Although the nation’s 93 U.S. attorneys are political appointees, their offices are staffed with career prosecutors who are tasked with pursuing justice without regard for any political agenda.
Those prosecutors -- assistant U.S. attorneys -- often come from top-flight law schools and see the job as a noble calling. Many of them could make much more money in private practice.
Calling a prosecutor off a case -- particularly if the motive were transparently political -- would cause an uproar, said Loyola Law School professor and former federal prosecutor Laurie L. Levenson. “You’d have to suspend reality to think you could get away with it,” she said.
The U.S. attorney’s office in San Diego is moving forward on the expanding investigation that netted Rep. Randy “Duke” Cunningham (R-Rancho Santa Fe), the sources said. And prosecutors in Los Angeles continue to examine Rep. Jerry Lewis (R-Redlands) over various dealings with lobbyists and contractors during the time he was chairman of the powerful House Appropriations Committee.
Neither Lam nor Yang had direct involvement in the corruption investigations, the sources said. According to one source close to the Lewis inquiry, Yang never asked to be briefed by her prosecutors, nor did she give them any input. “It was just nothing ... which was good.”
The sources close to the probes requested anonymity because a Justice Department policy bars public comment on ongoing investigations.
Yang emphatically denied that she was pushed out or that she or her successor was asked to stop a politically charged investigation.
“You have so many players involved, it’s ridiculous that you could make an investigation disappear, especially one that is high profile -- because those are the ones all the assistants want to work on,” she said.
Levenson said there are subtle ways, however, to let a case “die a slow death.”
Supervisors could assign the prosecutors other matters to work on or divert resources away from the case. They could balk at issuing subpoenas or seeking approvals of various sorts from Washington. And when it comes time to seek an indictment, particularly if the case is not a slam-dunk, the U.S. attorney or even the Justice Department in Washington could waver and tell the prosecutors that they need to do more investigating.
Yet even this scenario is more likely to happen in a John Grisham novel than in real life, Levenson said.
Congressional investigators first focused on the possibility that Lam was fired because of the expanding Cunningham inquiry or the Lewis investigation. Although Lam’s office was not involved in the Lewis probe, those involved in the firings might not have known that because both cases involved the same prominent lobbyist, several prosecutors suggested.

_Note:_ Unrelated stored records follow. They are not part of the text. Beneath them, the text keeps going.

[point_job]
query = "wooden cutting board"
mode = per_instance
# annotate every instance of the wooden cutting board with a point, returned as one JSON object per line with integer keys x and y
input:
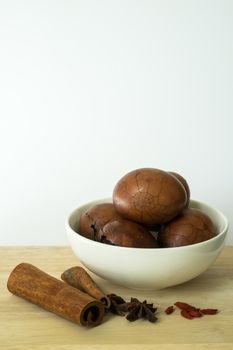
{"x": 26, "y": 326}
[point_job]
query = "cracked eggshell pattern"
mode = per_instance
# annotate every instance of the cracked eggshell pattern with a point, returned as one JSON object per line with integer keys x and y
{"x": 149, "y": 196}
{"x": 145, "y": 268}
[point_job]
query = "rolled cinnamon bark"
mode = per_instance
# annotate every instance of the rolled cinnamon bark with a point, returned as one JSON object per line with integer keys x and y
{"x": 36, "y": 286}
{"x": 79, "y": 278}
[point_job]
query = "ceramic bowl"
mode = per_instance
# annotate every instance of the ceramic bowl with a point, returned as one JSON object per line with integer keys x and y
{"x": 143, "y": 268}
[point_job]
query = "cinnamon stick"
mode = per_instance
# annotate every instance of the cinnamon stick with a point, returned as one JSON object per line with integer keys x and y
{"x": 79, "y": 278}
{"x": 36, "y": 286}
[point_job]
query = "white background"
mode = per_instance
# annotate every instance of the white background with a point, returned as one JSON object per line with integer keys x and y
{"x": 90, "y": 90}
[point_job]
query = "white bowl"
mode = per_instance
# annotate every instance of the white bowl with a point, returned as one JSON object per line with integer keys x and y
{"x": 146, "y": 268}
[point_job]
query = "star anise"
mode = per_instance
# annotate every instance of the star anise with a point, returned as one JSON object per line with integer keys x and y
{"x": 115, "y": 304}
{"x": 137, "y": 309}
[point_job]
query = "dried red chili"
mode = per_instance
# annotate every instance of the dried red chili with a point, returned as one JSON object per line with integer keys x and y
{"x": 184, "y": 306}
{"x": 209, "y": 311}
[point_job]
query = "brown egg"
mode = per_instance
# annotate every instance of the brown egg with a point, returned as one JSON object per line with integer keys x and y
{"x": 126, "y": 233}
{"x": 149, "y": 196}
{"x": 191, "y": 226}
{"x": 184, "y": 183}
{"x": 93, "y": 219}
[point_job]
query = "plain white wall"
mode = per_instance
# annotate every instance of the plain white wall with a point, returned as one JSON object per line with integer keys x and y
{"x": 90, "y": 90}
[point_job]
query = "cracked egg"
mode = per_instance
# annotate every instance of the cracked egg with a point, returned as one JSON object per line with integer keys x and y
{"x": 149, "y": 196}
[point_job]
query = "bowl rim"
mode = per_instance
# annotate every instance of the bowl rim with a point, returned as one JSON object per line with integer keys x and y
{"x": 190, "y": 246}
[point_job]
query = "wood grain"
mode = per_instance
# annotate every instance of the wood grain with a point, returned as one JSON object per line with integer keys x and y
{"x": 26, "y": 326}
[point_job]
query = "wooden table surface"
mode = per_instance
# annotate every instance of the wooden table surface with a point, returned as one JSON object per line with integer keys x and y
{"x": 26, "y": 326}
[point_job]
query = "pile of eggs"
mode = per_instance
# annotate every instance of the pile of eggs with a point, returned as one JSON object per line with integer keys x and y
{"x": 149, "y": 209}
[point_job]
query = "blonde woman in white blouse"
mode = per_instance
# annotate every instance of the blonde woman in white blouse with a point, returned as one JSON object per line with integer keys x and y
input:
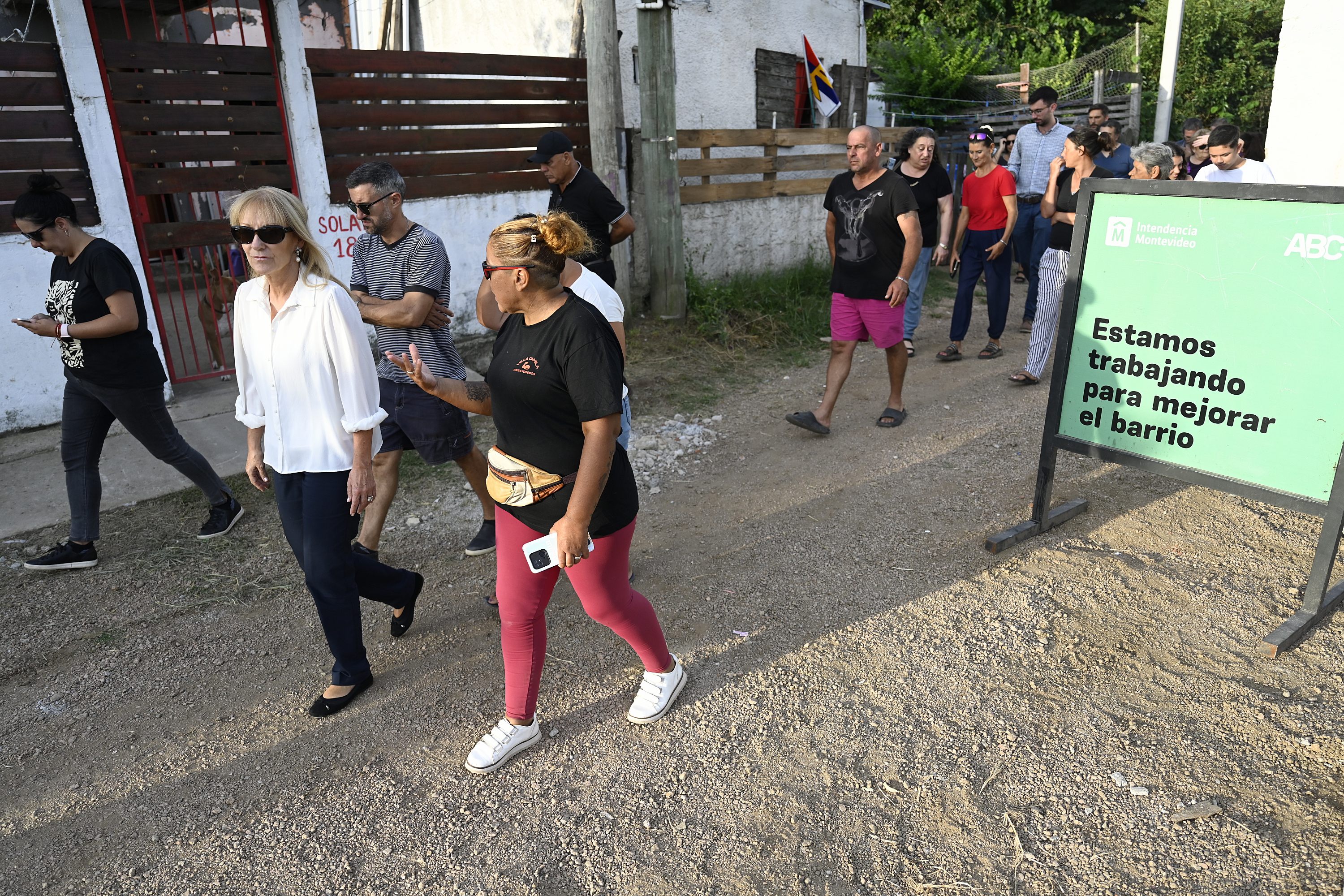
{"x": 308, "y": 394}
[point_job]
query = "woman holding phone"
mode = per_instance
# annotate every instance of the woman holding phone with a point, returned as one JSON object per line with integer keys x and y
{"x": 554, "y": 390}
{"x": 96, "y": 312}
{"x": 308, "y": 396}
{"x": 988, "y": 214}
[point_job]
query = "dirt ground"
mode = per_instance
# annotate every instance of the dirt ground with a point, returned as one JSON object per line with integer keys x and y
{"x": 877, "y": 704}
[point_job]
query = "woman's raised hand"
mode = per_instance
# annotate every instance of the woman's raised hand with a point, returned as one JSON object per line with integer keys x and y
{"x": 414, "y": 367}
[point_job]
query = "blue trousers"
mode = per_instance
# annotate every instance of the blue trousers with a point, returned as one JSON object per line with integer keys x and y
{"x": 918, "y": 283}
{"x": 975, "y": 258}
{"x": 319, "y": 528}
{"x": 1030, "y": 240}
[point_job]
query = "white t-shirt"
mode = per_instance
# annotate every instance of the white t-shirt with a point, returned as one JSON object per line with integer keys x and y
{"x": 1252, "y": 172}
{"x": 594, "y": 291}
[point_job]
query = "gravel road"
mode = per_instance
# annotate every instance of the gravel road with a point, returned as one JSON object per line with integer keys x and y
{"x": 877, "y": 706}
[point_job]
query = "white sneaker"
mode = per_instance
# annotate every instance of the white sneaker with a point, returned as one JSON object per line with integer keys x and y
{"x": 504, "y": 742}
{"x": 658, "y": 694}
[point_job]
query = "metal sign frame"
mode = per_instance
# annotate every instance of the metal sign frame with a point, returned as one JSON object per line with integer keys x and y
{"x": 1319, "y": 598}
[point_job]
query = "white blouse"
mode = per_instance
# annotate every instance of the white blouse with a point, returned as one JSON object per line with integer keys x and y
{"x": 308, "y": 377}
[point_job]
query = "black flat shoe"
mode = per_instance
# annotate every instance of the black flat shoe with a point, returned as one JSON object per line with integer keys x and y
{"x": 404, "y": 622}
{"x": 324, "y": 707}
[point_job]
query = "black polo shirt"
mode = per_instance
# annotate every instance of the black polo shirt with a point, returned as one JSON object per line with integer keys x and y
{"x": 592, "y": 205}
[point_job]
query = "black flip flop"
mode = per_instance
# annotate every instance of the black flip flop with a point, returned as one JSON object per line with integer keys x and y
{"x": 897, "y": 418}
{"x": 808, "y": 421}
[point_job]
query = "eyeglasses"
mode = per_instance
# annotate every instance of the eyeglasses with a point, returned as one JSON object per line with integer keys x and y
{"x": 487, "y": 269}
{"x": 271, "y": 234}
{"x": 362, "y": 209}
{"x": 35, "y": 236}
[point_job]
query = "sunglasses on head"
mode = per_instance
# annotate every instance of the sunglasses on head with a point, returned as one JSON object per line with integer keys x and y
{"x": 35, "y": 236}
{"x": 362, "y": 209}
{"x": 271, "y": 234}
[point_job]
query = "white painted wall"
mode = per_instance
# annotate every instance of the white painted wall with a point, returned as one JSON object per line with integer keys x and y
{"x": 1308, "y": 52}
{"x": 31, "y": 375}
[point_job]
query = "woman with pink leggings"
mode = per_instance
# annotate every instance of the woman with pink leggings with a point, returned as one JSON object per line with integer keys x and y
{"x": 554, "y": 390}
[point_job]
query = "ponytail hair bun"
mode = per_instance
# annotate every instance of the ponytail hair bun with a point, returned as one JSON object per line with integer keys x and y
{"x": 564, "y": 236}
{"x": 542, "y": 242}
{"x": 43, "y": 203}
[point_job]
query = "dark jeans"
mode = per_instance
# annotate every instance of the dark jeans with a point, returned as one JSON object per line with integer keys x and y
{"x": 975, "y": 258}
{"x": 1030, "y": 240}
{"x": 86, "y": 417}
{"x": 319, "y": 528}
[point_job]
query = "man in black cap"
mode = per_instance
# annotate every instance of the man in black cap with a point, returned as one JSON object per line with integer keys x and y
{"x": 586, "y": 199}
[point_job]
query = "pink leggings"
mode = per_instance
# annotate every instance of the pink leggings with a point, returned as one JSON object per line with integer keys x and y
{"x": 603, "y": 583}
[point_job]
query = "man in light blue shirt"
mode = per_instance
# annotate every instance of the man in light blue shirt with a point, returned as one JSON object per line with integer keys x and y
{"x": 1030, "y": 166}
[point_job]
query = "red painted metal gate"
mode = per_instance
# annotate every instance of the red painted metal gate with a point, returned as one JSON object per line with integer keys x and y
{"x": 199, "y": 116}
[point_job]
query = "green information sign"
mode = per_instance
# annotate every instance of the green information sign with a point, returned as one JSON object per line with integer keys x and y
{"x": 1199, "y": 339}
{"x": 1207, "y": 335}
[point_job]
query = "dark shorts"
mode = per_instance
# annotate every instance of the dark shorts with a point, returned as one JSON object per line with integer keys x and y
{"x": 416, "y": 420}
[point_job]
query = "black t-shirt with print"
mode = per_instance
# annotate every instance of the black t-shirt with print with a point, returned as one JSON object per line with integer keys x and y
{"x": 546, "y": 381}
{"x": 78, "y": 295}
{"x": 928, "y": 190}
{"x": 869, "y": 240}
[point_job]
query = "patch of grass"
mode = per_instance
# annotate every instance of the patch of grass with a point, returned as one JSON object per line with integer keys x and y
{"x": 780, "y": 311}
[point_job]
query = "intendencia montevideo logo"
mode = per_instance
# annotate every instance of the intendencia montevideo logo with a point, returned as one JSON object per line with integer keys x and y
{"x": 1123, "y": 232}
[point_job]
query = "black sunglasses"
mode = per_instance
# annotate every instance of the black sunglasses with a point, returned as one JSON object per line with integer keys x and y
{"x": 362, "y": 209}
{"x": 271, "y": 234}
{"x": 35, "y": 236}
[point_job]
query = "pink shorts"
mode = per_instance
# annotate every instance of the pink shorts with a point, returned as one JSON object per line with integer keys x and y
{"x": 854, "y": 320}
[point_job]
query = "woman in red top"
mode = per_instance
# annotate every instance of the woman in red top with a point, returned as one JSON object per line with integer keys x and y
{"x": 988, "y": 214}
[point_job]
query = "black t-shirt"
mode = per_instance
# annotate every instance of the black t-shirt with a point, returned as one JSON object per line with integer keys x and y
{"x": 869, "y": 240}
{"x": 592, "y": 205}
{"x": 78, "y": 295}
{"x": 1062, "y": 236}
{"x": 547, "y": 379}
{"x": 929, "y": 189}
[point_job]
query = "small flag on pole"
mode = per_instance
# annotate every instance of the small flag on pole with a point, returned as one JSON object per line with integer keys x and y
{"x": 823, "y": 92}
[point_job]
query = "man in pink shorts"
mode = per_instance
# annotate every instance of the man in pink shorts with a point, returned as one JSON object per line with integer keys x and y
{"x": 873, "y": 229}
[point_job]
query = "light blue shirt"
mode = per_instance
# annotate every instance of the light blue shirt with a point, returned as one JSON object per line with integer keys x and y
{"x": 1033, "y": 154}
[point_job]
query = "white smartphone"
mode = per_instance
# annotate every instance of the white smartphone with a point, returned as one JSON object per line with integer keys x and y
{"x": 545, "y": 552}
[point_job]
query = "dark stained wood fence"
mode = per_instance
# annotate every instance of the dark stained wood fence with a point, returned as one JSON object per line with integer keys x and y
{"x": 451, "y": 123}
{"x": 41, "y": 139}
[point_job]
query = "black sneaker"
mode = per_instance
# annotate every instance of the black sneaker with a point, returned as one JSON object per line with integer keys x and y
{"x": 484, "y": 540}
{"x": 66, "y": 556}
{"x": 222, "y": 519}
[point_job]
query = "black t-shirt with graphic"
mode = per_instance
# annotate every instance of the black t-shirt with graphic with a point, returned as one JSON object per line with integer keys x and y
{"x": 546, "y": 381}
{"x": 869, "y": 240}
{"x": 78, "y": 295}
{"x": 928, "y": 190}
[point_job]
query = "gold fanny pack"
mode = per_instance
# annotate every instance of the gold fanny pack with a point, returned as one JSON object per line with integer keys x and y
{"x": 515, "y": 482}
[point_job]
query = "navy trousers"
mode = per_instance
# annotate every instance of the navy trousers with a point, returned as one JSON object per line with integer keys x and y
{"x": 319, "y": 528}
{"x": 975, "y": 258}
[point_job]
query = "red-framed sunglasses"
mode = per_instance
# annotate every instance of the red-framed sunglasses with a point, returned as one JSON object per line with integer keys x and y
{"x": 487, "y": 269}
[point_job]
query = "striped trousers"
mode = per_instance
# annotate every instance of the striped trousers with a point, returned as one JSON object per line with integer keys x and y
{"x": 1054, "y": 265}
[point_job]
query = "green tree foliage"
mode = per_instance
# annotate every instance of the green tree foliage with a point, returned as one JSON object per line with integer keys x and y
{"x": 1226, "y": 66}
{"x": 929, "y": 47}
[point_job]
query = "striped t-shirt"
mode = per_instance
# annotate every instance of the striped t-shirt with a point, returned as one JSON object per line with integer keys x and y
{"x": 417, "y": 263}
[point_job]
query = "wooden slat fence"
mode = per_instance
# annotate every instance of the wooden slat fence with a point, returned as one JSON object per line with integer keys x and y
{"x": 38, "y": 128}
{"x": 769, "y": 164}
{"x": 452, "y": 123}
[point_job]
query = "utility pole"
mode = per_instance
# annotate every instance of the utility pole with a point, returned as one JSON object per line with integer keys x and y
{"x": 1167, "y": 76}
{"x": 658, "y": 154}
{"x": 607, "y": 116}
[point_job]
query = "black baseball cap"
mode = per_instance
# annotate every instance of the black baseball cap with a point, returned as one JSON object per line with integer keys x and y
{"x": 551, "y": 144}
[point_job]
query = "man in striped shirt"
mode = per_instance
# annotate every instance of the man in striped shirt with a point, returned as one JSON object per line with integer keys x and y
{"x": 1030, "y": 167}
{"x": 400, "y": 276}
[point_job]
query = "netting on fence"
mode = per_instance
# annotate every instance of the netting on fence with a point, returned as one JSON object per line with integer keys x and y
{"x": 1073, "y": 80}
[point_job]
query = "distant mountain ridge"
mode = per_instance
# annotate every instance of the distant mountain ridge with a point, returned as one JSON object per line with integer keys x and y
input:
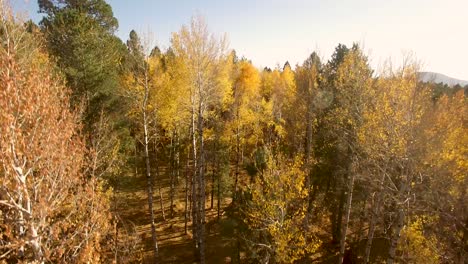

Now some of the focus has shifted to Yang, with testimony indicating that the White House might have been looking to push her out.
In October 2006 -- less than two months before the firings -- Yang announced her resignation to take a job at the Los Angeles firm Gibson, Dunn & Crutcher, which was defending Lewis and has strong Republican ties. Her new salary is reportedly about $1.5 million a year.
Yang said at the time that, as a recently divorced mother of three, she needed to enter the private sector to support her family.
U.S. Atty. Gen. Alberto R. Gonzales, in testimony before the House Judiciary Committee, was questioned Thursday about Yang’s resignation, but insisted that she left of her own accord.
But in recent testimony to congressional investigators, D. Kyle Sampson, the Justice Department aide who coordinated the firings, said the White House had inquired in September about pushing Yang out to “create a vacancy.”
“I remember [White House Counsel] Harriet Miers asking me about Debra Yang ... and what her plans were, whether she might be asked to resign,” Sampson told investigators last month, according to a senior congressional aide.
An opinion piece by a New York Times editorial editor, Adam Cohen, suggested that Gibson Dunn might have lured Yang away with the rich salary offer to get her off the Lewis investigation.
Gibson Dunn lawyers took offense at the suggestion.
“It’s absurd,” said Randy Mastro, co-chairman of the firm’s crisis management group with Yang.
It was well known that Yang was looking for something new, he added, and at least three top firms were actively recruiting her.
As for her being pushed out, he said Yang notified Miers in January 2006 that she planned to leave by the end of summer.
Mastro would not comment specifically on the Lewis investigation.